To sum, the 2012 Jeep Wrangler has 40 percent more horsepower and ten percent more torque, and it accelerates to 60 mph nearly three seconds faster than the 2011. Four-door Wrangler Unlimited models can get to 60 in about 8.4 seconds, while two-door Wranglers can make the dash in 7.7 seconds.
Altogether, the change is transformational. In the Wrangler, shifts felt surprisingly seamless during light to moderate acceleration—only slightly less damped than in the Grand Cherokee—yet snappy and decisive with more throttle. The Pentastar has lots of torque down low and will rev all the way smoothly to redline, with no flat spots, balks, or odd vibrations in between.
We like the feel of the available manual transmission, though it's more of a throwback to the Wrangler of yore. While throws are long (as is pedal travel), and honestly it feels like it's borrowed from a muscle car (actually, from NSG/Mercedes) as you feel some vibration, the shift action is tight and precise.
Final drive ratios can be almost ridiculously tall—for example, in one automatic test vehicle, we didn't see much more than 3,500 rpm at 50 mph in SECOND gear. Base models now come with a 3.21:1 final drive, up from the former 3.73:1, while a low 4.10:1 ratio is still available in the Rubicon.
If you're charmed by all the rest, it's a little hard to warm up to the Wrangler's dull recirculating-ball steering. On the moderately twisty roads heading out to the off-road trails and back, we found repeatedly that while the Wrangler turned in surprisingly crisply, the steering had a 'dead zone' of sorts—and universally lacked feedback or road feel. Both my co-driver and I kept getting our lines wrong in corners and had to adjust mid-corner, apologizing to the other. Eventually we figured out that sidewall flex was getting in the way—which invited a more effective strategy of pitching the Wrangler into corners a little harder initially, to get through the flex. Counter-intuitively, it felt smoother that way.
Among useful quirks, like only a handful of off-road-focused vehicles today you can start the Wrangler in gear, with your left foot off the clutch (provided you have 4-Low engaged). We actually restarted the Wrangler on a steep incline in first gear, while in Low range. Thanks to the automatic's wider gear-ratio span and lower first gear, its crawl ratio has actually improved.

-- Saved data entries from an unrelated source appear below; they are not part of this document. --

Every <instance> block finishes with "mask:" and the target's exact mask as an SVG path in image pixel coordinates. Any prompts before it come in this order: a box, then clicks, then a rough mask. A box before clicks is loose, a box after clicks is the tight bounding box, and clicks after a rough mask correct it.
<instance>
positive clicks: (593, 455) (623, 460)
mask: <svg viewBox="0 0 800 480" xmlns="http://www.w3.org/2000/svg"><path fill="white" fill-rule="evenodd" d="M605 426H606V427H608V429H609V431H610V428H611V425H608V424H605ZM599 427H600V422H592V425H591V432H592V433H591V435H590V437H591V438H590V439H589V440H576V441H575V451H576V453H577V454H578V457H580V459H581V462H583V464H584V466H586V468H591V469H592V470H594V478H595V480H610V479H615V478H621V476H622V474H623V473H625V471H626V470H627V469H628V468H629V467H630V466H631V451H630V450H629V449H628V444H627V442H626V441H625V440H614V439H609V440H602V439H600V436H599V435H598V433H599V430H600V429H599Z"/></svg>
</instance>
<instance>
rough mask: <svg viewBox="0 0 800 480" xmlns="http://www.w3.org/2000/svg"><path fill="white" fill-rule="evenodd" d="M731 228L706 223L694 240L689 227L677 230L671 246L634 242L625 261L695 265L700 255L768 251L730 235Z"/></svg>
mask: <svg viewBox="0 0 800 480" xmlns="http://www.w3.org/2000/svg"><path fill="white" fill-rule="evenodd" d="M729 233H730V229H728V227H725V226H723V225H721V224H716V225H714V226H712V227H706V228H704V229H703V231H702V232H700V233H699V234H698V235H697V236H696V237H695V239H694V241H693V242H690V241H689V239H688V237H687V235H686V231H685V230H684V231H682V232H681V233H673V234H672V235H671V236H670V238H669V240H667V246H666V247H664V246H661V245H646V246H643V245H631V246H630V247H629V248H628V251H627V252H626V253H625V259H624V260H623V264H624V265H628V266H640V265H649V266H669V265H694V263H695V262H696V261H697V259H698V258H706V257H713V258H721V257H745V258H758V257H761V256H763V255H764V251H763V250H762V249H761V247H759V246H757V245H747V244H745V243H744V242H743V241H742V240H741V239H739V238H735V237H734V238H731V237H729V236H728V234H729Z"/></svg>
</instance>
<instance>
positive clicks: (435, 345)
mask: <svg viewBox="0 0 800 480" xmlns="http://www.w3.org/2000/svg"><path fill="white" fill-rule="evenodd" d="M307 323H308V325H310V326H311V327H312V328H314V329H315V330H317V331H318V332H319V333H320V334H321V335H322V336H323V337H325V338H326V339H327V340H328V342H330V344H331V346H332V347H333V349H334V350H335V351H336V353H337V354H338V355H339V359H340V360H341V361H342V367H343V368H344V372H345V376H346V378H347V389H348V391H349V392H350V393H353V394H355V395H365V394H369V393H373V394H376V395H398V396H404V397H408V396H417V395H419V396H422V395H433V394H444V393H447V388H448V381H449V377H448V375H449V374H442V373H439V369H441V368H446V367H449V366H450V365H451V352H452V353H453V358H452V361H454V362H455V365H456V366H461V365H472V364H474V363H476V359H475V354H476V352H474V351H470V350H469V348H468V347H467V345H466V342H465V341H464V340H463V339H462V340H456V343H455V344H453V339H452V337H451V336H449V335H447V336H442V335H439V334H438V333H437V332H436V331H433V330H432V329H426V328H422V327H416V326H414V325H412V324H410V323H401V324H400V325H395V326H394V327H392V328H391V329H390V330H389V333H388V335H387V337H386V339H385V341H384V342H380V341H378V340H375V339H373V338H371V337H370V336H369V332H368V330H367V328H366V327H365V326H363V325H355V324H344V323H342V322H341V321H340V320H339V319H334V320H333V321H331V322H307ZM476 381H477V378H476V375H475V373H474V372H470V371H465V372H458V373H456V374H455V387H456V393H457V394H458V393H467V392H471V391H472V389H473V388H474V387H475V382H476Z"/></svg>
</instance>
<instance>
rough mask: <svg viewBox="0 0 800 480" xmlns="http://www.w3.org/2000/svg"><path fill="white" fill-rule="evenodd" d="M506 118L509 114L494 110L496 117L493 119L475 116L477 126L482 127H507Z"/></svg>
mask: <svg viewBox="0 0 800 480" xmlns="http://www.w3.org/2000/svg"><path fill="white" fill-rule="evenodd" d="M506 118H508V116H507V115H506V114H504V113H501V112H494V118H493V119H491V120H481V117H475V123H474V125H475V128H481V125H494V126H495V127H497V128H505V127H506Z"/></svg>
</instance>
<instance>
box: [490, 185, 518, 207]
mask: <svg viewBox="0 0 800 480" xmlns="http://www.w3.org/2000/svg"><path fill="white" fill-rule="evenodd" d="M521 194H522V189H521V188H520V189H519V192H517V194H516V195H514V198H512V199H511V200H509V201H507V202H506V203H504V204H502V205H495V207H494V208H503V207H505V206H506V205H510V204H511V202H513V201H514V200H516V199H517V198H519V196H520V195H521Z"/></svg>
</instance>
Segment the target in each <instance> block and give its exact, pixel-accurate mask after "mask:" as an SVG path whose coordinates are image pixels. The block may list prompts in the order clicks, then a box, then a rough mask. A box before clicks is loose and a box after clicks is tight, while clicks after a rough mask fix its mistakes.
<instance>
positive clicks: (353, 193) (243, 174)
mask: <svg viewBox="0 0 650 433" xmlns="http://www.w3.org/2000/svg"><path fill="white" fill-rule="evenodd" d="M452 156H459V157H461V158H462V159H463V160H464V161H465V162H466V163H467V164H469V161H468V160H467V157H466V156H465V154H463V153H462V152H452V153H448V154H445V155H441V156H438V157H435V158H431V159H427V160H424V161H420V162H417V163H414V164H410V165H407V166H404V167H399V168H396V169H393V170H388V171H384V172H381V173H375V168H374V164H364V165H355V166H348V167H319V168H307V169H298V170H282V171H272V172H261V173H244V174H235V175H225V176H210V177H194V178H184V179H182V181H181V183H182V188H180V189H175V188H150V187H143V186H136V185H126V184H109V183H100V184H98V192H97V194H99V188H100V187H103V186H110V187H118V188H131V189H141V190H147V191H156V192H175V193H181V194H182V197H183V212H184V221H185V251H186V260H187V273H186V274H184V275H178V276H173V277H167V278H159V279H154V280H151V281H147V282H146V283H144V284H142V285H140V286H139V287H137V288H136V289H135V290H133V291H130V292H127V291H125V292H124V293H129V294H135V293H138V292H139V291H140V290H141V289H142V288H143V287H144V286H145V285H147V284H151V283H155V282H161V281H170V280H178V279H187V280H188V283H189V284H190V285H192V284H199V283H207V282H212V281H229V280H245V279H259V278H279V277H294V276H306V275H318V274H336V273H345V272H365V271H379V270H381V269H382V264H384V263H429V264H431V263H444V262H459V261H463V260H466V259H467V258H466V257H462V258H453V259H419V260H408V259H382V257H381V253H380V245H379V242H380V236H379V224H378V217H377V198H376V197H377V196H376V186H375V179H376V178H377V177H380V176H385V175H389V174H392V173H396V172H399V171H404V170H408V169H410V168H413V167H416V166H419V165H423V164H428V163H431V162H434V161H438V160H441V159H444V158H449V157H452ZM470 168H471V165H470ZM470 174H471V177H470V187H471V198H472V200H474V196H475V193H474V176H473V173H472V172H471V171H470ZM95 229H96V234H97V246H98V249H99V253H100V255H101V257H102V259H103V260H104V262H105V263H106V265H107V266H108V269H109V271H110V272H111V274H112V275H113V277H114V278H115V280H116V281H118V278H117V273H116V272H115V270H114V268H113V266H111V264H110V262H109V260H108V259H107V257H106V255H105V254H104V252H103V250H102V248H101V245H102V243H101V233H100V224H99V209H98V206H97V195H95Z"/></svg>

Take off to the trail—pretty much any trail—and you'll experience the Wrangler's reason for being. The tough body-on-frame chassis and solid front and rear axles that established the Wrangler as one of the most capable off-road SUVs on the market continues to wow, with lots of clearance, a rugged underbody with protective skid plates, and terrific boulder-scrambling prowess. The traditional four-wheel-drive system is also supplemented with some modern tech, including an electric sway-bar disconnect that permits impressive wheel articulation without the expense of floppy on-road cornering.
Off-roading toughness of the Wrangler is assured by live axle front and rear suspensions, with 10.2 inches of ground clearance and the availability of a four-wheel-drive system with heavy-duty axles, locking differentials, Rock-Trac transfer case with the sway-bar disconnect, extra-low gearing, and knobby BF Goodrich tires on Rubicon versions. And for those who shop by the numbers, the critical ones for the Wrangler are 44.3 degrees approach, 25.4 degrees breakover, and 40.4 degrees departure—that's all for the top-of-the-line, off-road-pedigreed Rubicon.